Results are expressed as mean values ± standard deviation. Two‐tailed Student's t‐test was used where indicated. One‐way ANOVA with post‐hoc Tukey's multiple‐comparisons test was used when comparing 3 or more groups. Statistical analysis was performed using Microsoft Excel and GraphPad Prism 5.0. p < 0.05 was considered statistically significant.

RESULTS/DISCUSSION

HSC/HPC‐enriched LSK cells migrate toward rmDEK in a time‐ and dose‐dependent manner

To examine novel functions of rmDEK in HSC and HPC regulation, we reexamined RNA‐seq data from our previous study demonstrating that DEK regulates hematopoiesis. A deeper look at this RNA‐seq data of pooled mouse BM HSCs and HPCs treated with rmDEK overnight compared with vehicle control‐treated cells revealed that gene programs associated with chemotaxis are significantly up‐regulated upon treatment with rmDEK (Figure 1(A)). This includes genes associated broadly with cell chemotaxis, genes associated specifically with leukocyte migration, and genes that positively regulate cell–cell adhesion. It is well known that DEK is secreted by macrophages and acts as a proinflammatory molecule serving as a chemotactic factor attracting neutrophils, CD8+ T lymphocytes, and NK cells. , , Very few cytokines/chemokines chemotax HSCs/HPCs, SDF1α/CXCL12 being the most potent of such proteins. , To test if extracellular DEK can chemotax HSCs/HPCs, transwell migration assays were performed utilizing Lin– BM cells. LSK cells (enriched in HSCs/HPCs) within the Lin– BM cell population migrated toward 100 ng/ml rmDEK with maximum percent migration reached by 4 h in culture (Figure S1(A)). LSK cells migrated toward rmDEK in a dose‐dependent manner, with maximum percent migration (∼20%) occurring at equal to or greater than 50 ng/ml rmDEK following both 4 (Figure S1(B)) and 8 h (Figure S1(C)) incubation.

FIGURE 1

Long‐term (LT) hematopoietic stem cell (HSC), short‐term (ST)‐HSC, and multipotent progenitors (MPP) migrate toward rmDEK. (A) Previously generated RNA‐seq data (GSE126875) were reanalyzed for differential gene expression and fast gene set enrichment analysis (FGSEA) was performed using publicly available gene sets from MSigDB. Padj = adjusted p value; ES = enrichment score; NES = normalized enrichment score. (B) Representative flow cytometry analysis of input (Lin– cells) and output samples (Lin– cells migrating toward wells containing media alone, 100 ng/ml recombinant human stromal cell‐derived factor 1 alpha [rhSDF1α], or 100 ng/ml rmDEK) from a 4 h transwell migration assay at 37°C. Plots are of Lin– gated cells. (C) Average percent LSK and myeloid progenitor‐enriched Lin– Sca‐1– c‐Kit+ (LK) cells in the input Lin– populations and the migrated cell populations from wells containing media alone, 100 ng/ml rhSDF1α, or 100 ng/ml rmDEK. Data represent mean ± sd of 3 replicate wells.

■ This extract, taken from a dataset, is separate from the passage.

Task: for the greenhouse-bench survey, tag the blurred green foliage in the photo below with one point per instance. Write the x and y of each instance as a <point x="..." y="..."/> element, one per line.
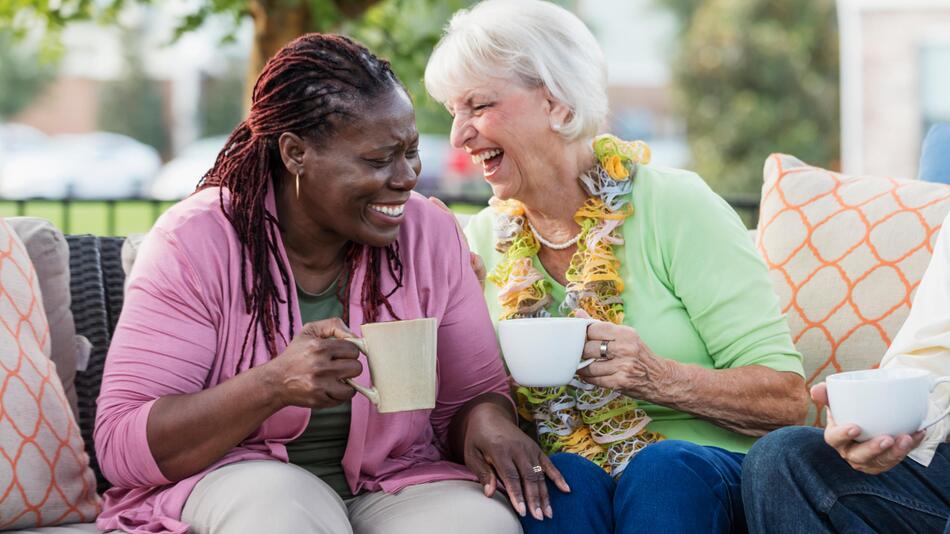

Data are representative of 1 of 3 separate experiments. *p < 0.05, ***p < 0.001, and ***p < 0.0001 when compared with percent input population. (D) Migration of LSK cells, LT‐HSC (LSK CD150+ Flt3–), ST‐HSC (LSK CD150+ Flt3+), and MPP (LSK CD150– Flt3+) cells toward media alone, 100 ng/ml rhSDF1α and 100 ng/ml rmDEK. Data represent mean ± sd of 3 experiments pooled together. *p < 0.05, **p < 0.01, and ***p < 0.001 when compared with media alone group. (C and D) Statistical significance was determined using one‐way ANOVA with post‐hoc Tukey's multiple‐comparisons test using GraphPad Prism 5.0 software

rmDEK induces chemotactic, not chemokinetic, movement of LSK cells

Not all factors that influence cellular migration do so in a directional, nonrandom, way (e.g., stem cell factor is chemokinetic for HPC). To determine if DEK mediates chemotactic (directional migration toward a chemoattractant gradient) or chemokinetic (random migration) movement of LSK cells, we performed a checkerboard analysis of LSK cell migration (Figures S2(A) and S2(B); Tables 1 and 2). Checkerboard analysis was performed by placing 0–100 ng/ml of rmDEK in the bottom well and 0–100 ng/ml of rmDEK in the insert (top well) of the transwell assay (Figure S2(A)) so that there are wells with different concentrations of rmDEK on the top and bottom compartments (e.g., 0 ng/ml on top:50 ng/ml on bottom, 50 ng/ml on top: 50 ng/ml on bottom, etc.). If cells still migrate to the bottom well when there is rmDEK in the top well, then the movement is considered random, thus rmDEK most likely would be producing chemokinetic movement. When Lin– cells were placed into media alone in the top well, LSK cells migrated toward the bottom chambers that contained 50 and 100 ng/ml rmDEK (Table 1). However, when rmDEK was added to the top well, LSK cell migration was significantly inhibited suggesting that rmDEK mediates chemotactic, not chemokinetic movement, of LSK cells. To confirm that our checkerboard assays were accurate, we repeated this procedure utilizing rhSDF1α as a positive control and confirmed that LSK cell migration toward SDF1α is chemotactic (Figure S2(B) and Table 2).

TABLE 1

Effects of rmDEK on migration of LSK BM cells as assessed by checkerboard assay (see Figure S2(A) for experimental design)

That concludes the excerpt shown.